Last weekend I hosted a lovely afternoon tea featuring all six Little Moons mochi ice creams and the Tsuki Mochi dark chocolate ganache mochi. We enjoyed these with some delicious Adagio Teas served in an absolutely beautiful Japanese teaware set with an elegant metallic grey finish.
The mochi ice cream were as good as I remembered (though I do miss the wonderful pineapple flavour I first fell in love with at the ramen pop up dinner). My favourites were the mango and the matcha, though I loved them all. Pete’s favourite was the toasted sesame – he also loved the flavour of the raspberry gelato but wasn’t sure it worked so well in a mochi wrapping. Our guests both favoured the rich vanilla, flecked with vanilla seeds, with the coconut and mango also winning high praise.

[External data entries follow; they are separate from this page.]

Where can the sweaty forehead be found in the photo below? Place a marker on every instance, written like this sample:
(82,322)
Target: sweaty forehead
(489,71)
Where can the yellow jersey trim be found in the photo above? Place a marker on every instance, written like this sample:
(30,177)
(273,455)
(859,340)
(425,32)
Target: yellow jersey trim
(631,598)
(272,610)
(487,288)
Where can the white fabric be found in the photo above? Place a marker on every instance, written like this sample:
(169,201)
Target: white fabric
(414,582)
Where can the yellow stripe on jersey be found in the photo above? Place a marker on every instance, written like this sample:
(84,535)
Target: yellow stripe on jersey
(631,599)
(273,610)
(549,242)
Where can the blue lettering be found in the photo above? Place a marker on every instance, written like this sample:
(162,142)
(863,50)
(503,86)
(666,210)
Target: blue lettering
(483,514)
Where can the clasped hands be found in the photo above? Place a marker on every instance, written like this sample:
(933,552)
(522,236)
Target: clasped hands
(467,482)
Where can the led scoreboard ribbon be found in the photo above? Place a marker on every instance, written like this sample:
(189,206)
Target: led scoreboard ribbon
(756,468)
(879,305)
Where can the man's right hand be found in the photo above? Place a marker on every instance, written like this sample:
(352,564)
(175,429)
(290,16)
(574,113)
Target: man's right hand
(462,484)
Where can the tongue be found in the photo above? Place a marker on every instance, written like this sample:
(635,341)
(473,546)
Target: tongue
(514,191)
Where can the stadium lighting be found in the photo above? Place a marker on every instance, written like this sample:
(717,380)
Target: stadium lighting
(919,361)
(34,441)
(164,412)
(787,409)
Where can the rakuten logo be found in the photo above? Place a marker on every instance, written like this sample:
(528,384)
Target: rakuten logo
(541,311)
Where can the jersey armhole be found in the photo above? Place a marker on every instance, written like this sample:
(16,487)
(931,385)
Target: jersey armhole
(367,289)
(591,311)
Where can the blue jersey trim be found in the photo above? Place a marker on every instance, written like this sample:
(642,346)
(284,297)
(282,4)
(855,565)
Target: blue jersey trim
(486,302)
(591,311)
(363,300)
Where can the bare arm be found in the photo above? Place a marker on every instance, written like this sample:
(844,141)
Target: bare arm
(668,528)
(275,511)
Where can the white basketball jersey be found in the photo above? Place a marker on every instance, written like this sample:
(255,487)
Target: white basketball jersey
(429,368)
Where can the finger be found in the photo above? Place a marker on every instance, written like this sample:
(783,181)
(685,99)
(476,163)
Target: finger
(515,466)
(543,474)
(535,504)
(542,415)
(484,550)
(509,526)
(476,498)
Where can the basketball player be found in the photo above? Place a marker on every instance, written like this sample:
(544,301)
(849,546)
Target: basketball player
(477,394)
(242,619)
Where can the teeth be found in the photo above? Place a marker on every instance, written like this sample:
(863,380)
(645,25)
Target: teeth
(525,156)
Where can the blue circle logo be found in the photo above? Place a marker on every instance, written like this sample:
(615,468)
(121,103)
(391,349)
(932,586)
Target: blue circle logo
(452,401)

All four of us adored the mochi truffles – these had a superbly rich, dark chocolate flavour and a light mousse-like texture within.
On the tea front, we started with Adagio’s kukicha, a blend of green tea leaves and stems. The tea had a powerful aroma as it brewed, but was light and refreshing to drink. Later we switched to genmai cha, the nutty flavours of toasted popped rice were particularly satisfying on a cold November day.
Of course, mochi are far more than a sweet treat to enjoy with afternoon tea – they make superb desserts after a meal, particularly the mochi ice cream which are stored in the freezer and need just a few minutes to soften before serving. Although small, they are surprisingly filling and just one or two balls would be perfect after a meal.
Little Moons come in a box of six and are currently stocked by Whole Foods (£5.99) and Partridges (£6.95). Tsuki Mochi truffles come in a box of four and are available from Selfridges (£4.50).